Наступило лето, и большинство высокопоставленных цэкистов уехало на юг отдыхать и лечиться, оставив Сталина буквально разгребать авгиевы конюшни текущих дел. Одновременно, предъявляя ему претензии за проявление как будто бы своеволия при решении самых пустяковых вопросов. На что потерявший терпение, в конце концов, Сталин несколько меланхолично приписал в одном из писем Бухарину и Зиновьеву. «P.S. Счастливые вы, однако, люди: имеете возможность измышлять на досуге всякие небылицы, обсуждать их и пр., а я тут тяну здесь лямку, как цепная собака, изнывая, причем я же оказываюсь «виноватым». Этак можно извести хоть кого. С жиру беситесь вы, друзья мои».
Полная недееспособность Ленина увеличила раздоры среди руководителей государства. Троцкий и другие вновь и вновь возвращаются к совершенно иллюзорным перспективам экспорта революции.
Кризисная ситуация в Германии летом 1923 года превратно истолковывалась как исключительно предреволюционная. Разрабатывался даже план мобилизации частей Красной Армии, если будет необходимость, для оказания военной помощи как будто восстававшему германскому пролетариату. Более чем подавляющее большинство из числа высшего руководства вместо решения насущнейших проблем страны озабочено, в первую очередь, личными амбициями и выступлением с малоконструктивными инициативами.
По приезду из Кисловодска Троцкий незамедлительно выступил с шумными демаршами. Скандал разразился на первом же пленуме ЦК партии. Протестуя против расширения состава РВСР за счет членов ЦК (в том числе Сталина), Троцкий демонстративно покинул зал заседания. За ним следом была послана целая делегация, однако смутьян проигнорировал уговорщиков и не вернулся на пленум. После чего настрочил членам ЦК и ЦКК длинную петицию с претензиями спекулятивного содержания.
Подчиненные следуют примеру своих вождей, невзирая на строгие запреты о недопустимости применения методов фракционной борьбы. 46 далеко не рядовых партийцев направляют в Политбюро ЦК письмо, ставшее программой оппозиции. Подпись Троцкого отсутствует, но вдохновителем так называемой платформы 46-ти был именно последний.

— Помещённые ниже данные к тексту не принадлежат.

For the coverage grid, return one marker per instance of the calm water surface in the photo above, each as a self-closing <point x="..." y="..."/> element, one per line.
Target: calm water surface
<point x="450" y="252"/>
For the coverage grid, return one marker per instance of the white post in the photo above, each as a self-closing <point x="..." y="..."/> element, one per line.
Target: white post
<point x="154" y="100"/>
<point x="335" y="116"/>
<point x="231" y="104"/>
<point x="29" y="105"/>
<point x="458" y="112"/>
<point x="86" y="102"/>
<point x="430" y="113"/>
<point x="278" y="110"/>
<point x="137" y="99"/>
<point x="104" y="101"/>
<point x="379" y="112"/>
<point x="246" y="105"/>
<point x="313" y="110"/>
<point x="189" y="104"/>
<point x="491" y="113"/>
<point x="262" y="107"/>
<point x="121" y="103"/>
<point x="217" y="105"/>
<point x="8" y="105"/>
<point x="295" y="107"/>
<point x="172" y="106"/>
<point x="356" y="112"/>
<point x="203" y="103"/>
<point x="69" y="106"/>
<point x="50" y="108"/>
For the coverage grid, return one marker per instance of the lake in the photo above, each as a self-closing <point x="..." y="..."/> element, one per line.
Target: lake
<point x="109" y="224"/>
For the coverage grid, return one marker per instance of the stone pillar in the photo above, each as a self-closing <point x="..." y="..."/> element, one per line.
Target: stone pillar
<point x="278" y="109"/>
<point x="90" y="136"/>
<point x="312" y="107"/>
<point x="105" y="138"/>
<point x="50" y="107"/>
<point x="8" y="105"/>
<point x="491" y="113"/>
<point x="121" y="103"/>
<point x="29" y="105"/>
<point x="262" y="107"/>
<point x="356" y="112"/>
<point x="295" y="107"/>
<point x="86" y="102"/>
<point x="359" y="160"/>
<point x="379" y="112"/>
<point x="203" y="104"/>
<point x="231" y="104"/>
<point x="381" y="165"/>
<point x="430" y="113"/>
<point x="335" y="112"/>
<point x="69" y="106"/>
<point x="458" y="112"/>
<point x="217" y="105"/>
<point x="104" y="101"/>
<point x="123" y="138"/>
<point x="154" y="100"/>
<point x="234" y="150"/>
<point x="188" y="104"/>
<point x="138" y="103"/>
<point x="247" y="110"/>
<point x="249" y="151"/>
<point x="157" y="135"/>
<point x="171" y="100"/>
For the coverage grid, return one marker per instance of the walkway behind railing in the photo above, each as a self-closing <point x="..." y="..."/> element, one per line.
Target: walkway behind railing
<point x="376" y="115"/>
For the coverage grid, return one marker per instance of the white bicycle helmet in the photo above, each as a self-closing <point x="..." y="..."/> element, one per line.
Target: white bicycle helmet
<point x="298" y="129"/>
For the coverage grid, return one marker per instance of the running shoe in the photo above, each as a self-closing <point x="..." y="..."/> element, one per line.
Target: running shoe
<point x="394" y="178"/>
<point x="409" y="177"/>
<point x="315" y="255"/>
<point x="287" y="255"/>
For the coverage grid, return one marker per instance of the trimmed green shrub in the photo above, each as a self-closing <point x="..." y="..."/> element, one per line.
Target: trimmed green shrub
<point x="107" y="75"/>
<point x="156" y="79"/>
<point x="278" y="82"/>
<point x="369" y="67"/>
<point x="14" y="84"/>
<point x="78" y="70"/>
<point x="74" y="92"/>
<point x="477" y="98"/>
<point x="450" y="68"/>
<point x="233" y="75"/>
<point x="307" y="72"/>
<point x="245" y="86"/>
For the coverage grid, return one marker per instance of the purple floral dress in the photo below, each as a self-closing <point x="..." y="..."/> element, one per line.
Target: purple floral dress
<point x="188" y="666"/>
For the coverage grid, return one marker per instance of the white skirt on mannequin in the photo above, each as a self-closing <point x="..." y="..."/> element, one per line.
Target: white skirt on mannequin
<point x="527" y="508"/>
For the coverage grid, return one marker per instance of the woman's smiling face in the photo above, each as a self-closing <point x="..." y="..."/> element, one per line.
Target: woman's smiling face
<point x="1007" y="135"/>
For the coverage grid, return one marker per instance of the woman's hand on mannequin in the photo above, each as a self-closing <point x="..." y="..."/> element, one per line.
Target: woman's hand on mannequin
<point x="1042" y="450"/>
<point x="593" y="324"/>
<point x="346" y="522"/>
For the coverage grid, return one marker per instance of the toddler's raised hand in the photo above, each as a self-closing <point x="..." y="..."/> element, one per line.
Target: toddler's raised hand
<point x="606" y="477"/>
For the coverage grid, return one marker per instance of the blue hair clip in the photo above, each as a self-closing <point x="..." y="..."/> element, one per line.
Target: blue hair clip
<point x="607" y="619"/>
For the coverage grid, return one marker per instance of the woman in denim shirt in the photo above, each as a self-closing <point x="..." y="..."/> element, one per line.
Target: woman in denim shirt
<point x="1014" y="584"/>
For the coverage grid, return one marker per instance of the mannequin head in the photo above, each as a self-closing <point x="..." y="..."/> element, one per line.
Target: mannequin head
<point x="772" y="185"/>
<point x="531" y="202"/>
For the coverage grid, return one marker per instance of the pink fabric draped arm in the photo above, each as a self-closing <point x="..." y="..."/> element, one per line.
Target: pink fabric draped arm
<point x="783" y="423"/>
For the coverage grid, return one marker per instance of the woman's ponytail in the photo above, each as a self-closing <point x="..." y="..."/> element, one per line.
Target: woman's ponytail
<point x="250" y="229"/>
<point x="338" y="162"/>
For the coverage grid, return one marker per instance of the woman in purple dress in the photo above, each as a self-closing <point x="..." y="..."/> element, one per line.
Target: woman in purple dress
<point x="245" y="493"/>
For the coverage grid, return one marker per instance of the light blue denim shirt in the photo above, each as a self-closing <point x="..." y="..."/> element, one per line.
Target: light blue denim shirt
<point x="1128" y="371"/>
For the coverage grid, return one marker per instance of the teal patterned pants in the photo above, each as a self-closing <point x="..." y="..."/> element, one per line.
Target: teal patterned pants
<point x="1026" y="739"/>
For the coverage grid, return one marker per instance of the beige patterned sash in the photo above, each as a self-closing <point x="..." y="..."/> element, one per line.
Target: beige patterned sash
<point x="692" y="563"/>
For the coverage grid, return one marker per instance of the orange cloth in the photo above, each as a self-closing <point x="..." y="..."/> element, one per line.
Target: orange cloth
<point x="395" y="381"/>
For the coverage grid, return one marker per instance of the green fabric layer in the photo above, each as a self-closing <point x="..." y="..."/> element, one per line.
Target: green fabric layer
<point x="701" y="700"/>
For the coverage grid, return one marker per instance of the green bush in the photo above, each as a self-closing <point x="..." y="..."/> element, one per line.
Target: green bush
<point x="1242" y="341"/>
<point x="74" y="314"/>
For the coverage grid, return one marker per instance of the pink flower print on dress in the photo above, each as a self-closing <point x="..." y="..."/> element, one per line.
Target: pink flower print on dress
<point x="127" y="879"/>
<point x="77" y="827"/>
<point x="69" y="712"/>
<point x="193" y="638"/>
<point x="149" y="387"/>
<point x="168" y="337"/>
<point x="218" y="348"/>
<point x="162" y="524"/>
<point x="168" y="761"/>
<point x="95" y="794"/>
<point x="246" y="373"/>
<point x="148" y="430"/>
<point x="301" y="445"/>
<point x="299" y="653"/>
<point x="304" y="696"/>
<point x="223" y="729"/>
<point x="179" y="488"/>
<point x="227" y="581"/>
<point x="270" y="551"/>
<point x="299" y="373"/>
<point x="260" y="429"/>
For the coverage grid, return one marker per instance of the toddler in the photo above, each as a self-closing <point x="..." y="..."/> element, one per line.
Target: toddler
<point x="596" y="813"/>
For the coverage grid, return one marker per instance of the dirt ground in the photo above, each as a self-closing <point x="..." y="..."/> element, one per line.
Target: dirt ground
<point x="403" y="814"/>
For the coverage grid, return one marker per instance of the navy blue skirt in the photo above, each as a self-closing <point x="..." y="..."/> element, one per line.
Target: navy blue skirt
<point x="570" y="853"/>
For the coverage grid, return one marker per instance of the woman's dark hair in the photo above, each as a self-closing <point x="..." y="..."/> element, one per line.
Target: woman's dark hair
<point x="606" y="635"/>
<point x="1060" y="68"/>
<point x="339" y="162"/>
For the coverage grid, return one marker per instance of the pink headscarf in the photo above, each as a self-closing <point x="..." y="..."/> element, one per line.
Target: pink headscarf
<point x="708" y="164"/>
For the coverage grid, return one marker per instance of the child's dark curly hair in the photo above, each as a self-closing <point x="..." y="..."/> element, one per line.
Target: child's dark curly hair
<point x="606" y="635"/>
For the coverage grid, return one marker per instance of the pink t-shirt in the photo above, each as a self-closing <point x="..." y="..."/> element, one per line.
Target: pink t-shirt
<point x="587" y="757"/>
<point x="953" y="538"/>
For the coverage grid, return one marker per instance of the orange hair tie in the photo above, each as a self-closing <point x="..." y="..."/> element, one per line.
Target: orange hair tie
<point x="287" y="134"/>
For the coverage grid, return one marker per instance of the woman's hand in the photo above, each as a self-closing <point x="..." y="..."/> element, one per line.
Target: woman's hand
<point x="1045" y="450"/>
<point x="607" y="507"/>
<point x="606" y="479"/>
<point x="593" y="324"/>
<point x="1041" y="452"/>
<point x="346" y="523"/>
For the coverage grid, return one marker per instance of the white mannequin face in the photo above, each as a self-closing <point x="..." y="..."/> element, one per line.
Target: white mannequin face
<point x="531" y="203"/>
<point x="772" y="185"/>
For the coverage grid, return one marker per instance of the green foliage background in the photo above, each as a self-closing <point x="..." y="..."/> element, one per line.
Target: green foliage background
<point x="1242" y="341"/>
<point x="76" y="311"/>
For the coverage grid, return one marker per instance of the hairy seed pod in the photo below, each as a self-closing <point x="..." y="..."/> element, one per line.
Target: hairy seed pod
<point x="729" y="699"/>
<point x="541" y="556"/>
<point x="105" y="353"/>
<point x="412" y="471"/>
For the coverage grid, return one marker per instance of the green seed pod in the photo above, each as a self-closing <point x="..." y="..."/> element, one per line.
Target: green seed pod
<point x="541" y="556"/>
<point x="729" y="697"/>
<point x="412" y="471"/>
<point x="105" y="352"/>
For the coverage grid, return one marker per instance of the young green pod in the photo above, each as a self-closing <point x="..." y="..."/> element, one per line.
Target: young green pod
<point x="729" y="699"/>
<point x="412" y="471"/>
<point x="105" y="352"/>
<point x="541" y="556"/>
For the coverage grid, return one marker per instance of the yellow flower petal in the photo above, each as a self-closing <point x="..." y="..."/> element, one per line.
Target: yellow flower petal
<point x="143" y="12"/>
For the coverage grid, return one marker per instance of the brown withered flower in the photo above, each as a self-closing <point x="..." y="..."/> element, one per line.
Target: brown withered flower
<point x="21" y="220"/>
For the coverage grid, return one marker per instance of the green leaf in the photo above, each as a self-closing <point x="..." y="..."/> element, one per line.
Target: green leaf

Поднялся изрядный переполох, вынудивший большинство членов Политбюро прибегнуть к контрмерам.
Троцкий официально был признан «центром, вокруг которого собираются все противники основных кадров партии». Тут уж пошла «писать и гулять губерния» в полную мощь.
А Президиум ЦКК счел необходимым созвать в кратчайший срок объединенный пленум, «на котором должны быть поставлены возбужденные Троцким вопросы». На пленуме виднейшие члены партии и представители 10-ти крупнейших парторганизаций практически единодушно осудили Троцкого и его сторонников. Но последние отнюдь не успокоились. И вновь среди партийных функционеров разгорелась жаркая дискуссия, в которой Сталин не остался в стороне.